I can't believe I did what I did. I feel like such a slut a downgrade. I just feel so horrible. After, all he did for me I do this. After, I call Logan to come pick me up.
I was sitting in the Living Room waiting on Logan to come pick me up. I was thinking of a way to come out to him about it. How can you tellyour boyfriend that you die for that, you just cheated on him with your bestfriend, who's a girl? Ugh, this is gonna be hard.
"Hey, I think your boyfriend pulled up." Liz's mom said, while she was reading one of her magazines. I hear the horn and grab my stuff and say goodbye to Liz's mom and run out the house.
I put my stuff in the trunk and I feel like somebody was starring at me. I looked up and see Liz starring at me. The way she starred at me like, she didn't want me to leave, but there was also that crazy look on her face. Then she smirked and backed away from the window.
That was creepy
"Hey baby. Did you have fun?" Logan asked me and tried to kiss me, but I moved my head away, so he kissed my cheek. He frowned at my actions.
"I had a good time, but I have to tell you something."
"Can we go to the park?" He nodded his head and started pulling out of the driveway.
When we pulled in the park parking lot. We both got out and we went for a walk. It was quiet, but we held each others hands and it was nice, but it made me feel more bad about what I did. We sit down on a bench and look at the lake in front of us.
"So, what did you want to tell me?" He asks me. Right then, I started crying.
"Baby, what's wrong? Are you okay?"
"No! I did something I shouldn't have a regret it. It was the worst thing I have ever done in my life!" He looks at me with confusion and worry.
"What did you do?" He asks. I blow out a breath.
"This weekend. I slept with Liz twice. I know, it was wrong of me to do something like that after what you did for me. I regret everything I did. I never ever wanted it to go as far as it did. It was wrong. I mean, I couldn't imagine how you feel knowing that a girl that you love cheated on you with a girl." He just starred at the ground.
"You right. I don't know if, I should be mad at you or find it hot that you slept with a girl." He said with a littlw chuckle. I looked at him like he was crazy.
"What are you saying?"
"I'm saying is that I'm not mad. I mean, I think its hot that you had sex with a girl. Are you bi?"

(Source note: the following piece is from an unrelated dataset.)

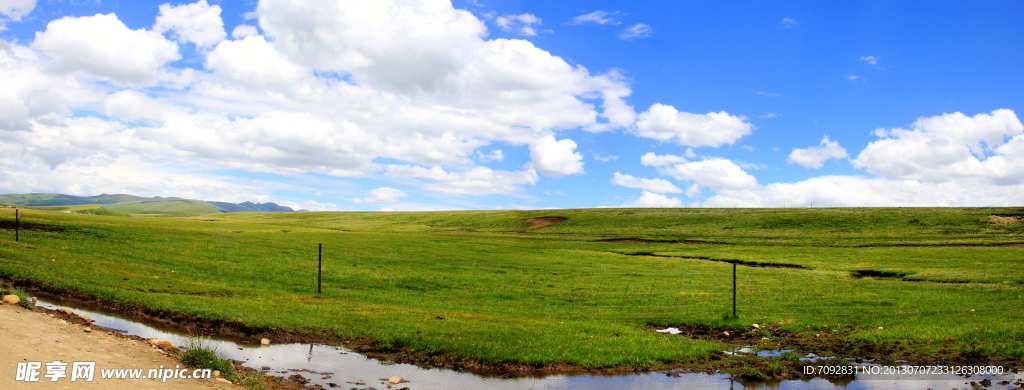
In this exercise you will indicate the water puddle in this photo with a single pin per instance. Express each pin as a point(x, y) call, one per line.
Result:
point(325, 364)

"Not really. I mean, I have slept with other girls, but that was it." He nodded his head in understanding.
"Hmm, well this isn't easy news to take. But, I'm willing to forgive you for it because I love it and I want this to workout because I love you." He said and I started crying again. How did I find a guy like him?
"Why are you crying?"
"Because you are amazing! I never had a guy like you. Who is willing to love me and not just use me for sex and my body. That's what most guys wanted from me nothing more. Finally, I meet someone who actually cares about me besids my family.Thank you." He hugs me and gives me a kiss on my forehead.
"Of course, baby. I love you." He smiles at me.
"I love you too." I smile back at him.
"So, one more question. Did you like the sex?"
"I mean, it was okay. But, not good as you." He smiles in satisfaction.
"Good." We both laughed and he sits back and wraps his arm around me and we gaze into the sunset.
I can't believe he forgave her. Don't worry, I have more up coming to them. I will make her mine and I will destroy him.